Quebec History Marianopolis College


Date Published:
July 2005

L’Encyclopédie de l’histoire du Québec / The Quebec History Encyclopedia

 

Gaspé

 

Gaspé scene from a painting of Albert Cloutier

This painting exemplifies the romantic view of the Gaspé that prevailed in the 1930's.

Source: from a brochure of the Provincial Tourist Bureau in association

with the Roads Department, Quebec, c. 1935, 32p.

Gaspé, a county in Quebec, at the eastern end of the Gaspé peninsula. For provincial purposes the county is divided into Gaspé-nord and Gaspé-sud. The chief town is Percé. Pop. 55,208 [in 1948].

 

Gaspé, a village in Gaspé county, Quebec, on the south shore of Gaspé basin. Its population, half Roman Catholic, half Protestant [in 1948; the population is heavily Roman Catholic now as most anglophones have left the Gaspé region for other parts of the province or the country.]

 

Gaspé bay lies on the south-east coast of the Gaspé peninsula, between cape Gaspé and Whale head. It has a depth of 16 miles and an average width of 5 miles, and is one of the most commodious harbours on the Atlantic seaboard. From its extremity two inlets, known as the north-west and south-west arms, penetrate some distance into the interior, and receive the waters of several rivers.

 

Gaspé, cape, the promontory at the north of the entrance to Gaspé bay, at the north-eastern end of the Gaspé peninsula. It is the eastern extremity of the Shickshock mountains, and resembles "a fantastic ship, the poop of which rises to a height of 1,500 feet, and the prow of which towers 365 feet above the ocean". It is called by the English also Ship head.

 

Gaspé peninsula, an immense tongue of land in the province of Quebec, lying between the St. Lawrence river and gulf and the bay of Chaleur . It is about 150 miles long, and has a coastline, from Cap Chat on the north to Restigouche on the south, of about 375 miles. The interior of the peninsula is mountainous, the Shickshock mountains providing for it a sort of backbone. The chief industries of the peninsula are fishing and lumbering; but it is becoming more and more of a tourist resort, since the construction of a motor highway around the coast. It comprises two counties of Quebec, Gaspé and Bonaventure, which have a combined population (1931) of 66,619. Since an early period, the name "Gaspesia" has been applied to the peninsula; but this term appears to have been confined exclusively to literary usage.
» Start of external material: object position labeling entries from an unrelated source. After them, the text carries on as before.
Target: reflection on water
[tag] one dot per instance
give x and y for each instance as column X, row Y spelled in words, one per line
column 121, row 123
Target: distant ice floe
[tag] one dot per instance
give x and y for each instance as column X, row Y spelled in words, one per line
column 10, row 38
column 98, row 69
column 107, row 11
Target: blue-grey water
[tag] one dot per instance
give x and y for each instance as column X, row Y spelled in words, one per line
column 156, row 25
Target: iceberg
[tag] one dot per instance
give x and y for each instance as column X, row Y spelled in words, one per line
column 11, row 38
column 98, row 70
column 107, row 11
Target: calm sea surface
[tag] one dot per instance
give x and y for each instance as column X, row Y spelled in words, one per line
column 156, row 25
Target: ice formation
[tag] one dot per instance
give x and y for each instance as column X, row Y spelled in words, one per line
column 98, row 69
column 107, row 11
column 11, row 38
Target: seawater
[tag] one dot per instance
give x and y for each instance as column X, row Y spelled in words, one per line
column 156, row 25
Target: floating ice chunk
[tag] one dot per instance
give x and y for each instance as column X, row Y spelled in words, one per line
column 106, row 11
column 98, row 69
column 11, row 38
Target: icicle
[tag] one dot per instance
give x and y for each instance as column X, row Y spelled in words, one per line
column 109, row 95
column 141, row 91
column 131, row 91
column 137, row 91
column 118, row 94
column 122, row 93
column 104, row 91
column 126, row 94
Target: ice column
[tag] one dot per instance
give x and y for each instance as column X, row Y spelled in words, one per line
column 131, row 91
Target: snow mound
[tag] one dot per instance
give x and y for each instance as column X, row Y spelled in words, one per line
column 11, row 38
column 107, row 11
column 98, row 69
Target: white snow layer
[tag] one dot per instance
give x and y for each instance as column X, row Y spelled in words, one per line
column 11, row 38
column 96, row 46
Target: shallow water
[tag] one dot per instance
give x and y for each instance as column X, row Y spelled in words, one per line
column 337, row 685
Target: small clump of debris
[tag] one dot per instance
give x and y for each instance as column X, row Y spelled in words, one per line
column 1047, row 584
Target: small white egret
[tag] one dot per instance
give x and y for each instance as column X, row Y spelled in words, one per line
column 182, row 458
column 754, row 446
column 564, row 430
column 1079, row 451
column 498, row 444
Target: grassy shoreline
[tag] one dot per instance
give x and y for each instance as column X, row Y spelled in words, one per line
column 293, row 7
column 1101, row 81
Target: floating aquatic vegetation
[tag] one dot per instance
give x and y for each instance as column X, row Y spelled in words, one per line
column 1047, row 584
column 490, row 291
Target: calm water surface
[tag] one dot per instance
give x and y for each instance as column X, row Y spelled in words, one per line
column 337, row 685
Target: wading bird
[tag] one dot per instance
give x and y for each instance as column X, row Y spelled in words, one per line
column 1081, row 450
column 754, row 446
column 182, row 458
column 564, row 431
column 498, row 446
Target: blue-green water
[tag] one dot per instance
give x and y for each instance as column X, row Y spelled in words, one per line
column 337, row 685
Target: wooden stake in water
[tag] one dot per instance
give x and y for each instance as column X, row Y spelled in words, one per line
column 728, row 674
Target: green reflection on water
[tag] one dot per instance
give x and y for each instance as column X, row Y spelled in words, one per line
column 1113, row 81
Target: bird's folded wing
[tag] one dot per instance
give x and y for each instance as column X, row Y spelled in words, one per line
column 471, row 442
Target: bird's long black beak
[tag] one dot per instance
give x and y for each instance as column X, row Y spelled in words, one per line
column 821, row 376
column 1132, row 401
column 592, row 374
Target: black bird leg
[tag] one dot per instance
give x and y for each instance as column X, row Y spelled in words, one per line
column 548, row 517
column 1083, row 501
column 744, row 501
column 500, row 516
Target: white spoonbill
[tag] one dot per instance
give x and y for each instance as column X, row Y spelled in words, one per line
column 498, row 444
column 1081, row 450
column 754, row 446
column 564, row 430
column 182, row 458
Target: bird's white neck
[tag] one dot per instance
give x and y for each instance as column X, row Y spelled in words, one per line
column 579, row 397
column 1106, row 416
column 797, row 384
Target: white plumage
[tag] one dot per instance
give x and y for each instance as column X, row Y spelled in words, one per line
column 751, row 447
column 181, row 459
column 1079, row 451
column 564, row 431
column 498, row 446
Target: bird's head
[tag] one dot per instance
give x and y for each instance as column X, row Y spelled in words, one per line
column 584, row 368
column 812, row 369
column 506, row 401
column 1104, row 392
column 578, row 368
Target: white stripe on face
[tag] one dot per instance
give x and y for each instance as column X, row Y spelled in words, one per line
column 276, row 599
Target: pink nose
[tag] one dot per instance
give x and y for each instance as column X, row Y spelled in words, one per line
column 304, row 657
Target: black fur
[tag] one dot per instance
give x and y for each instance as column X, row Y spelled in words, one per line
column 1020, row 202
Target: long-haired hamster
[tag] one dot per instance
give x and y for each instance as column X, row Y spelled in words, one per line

The literature relating to the peninsula has been voluminous; but especial mention should be made of C. Leclercq, New relation of Gaspesia, tr. and ed. by W. P. Ganong (Toronto, Champlain Society, 1910), J. B. Perland, La Gaspésie (Quebec, 1877), J. C. Langelier, Esquisse sur la Gaspésie (Lévis, 1884; new ed., Quebec, 1885), A. Béchard, La Gaspésie en 1888 (Quebec, 1918), J. M. Clarke, Sketches of Gaspé (Albany, 1908) and The heart of Gaspé (New York, 1913), A. Pelland, La Gaspésie (Quebec, 1914), Rev. A. Bernard, La Gaspésie en soleil (Montreal, 1925), and C. E. Roy and L. Brault, Gaspé depuis Cartier (Quebec, 1934).

Source  : W. Stewart WALLACE, ed., The Encyclopedia of Canada, Vol. III, Toronto, University Associates of Canada, 1948, 396p., pp. 11-12.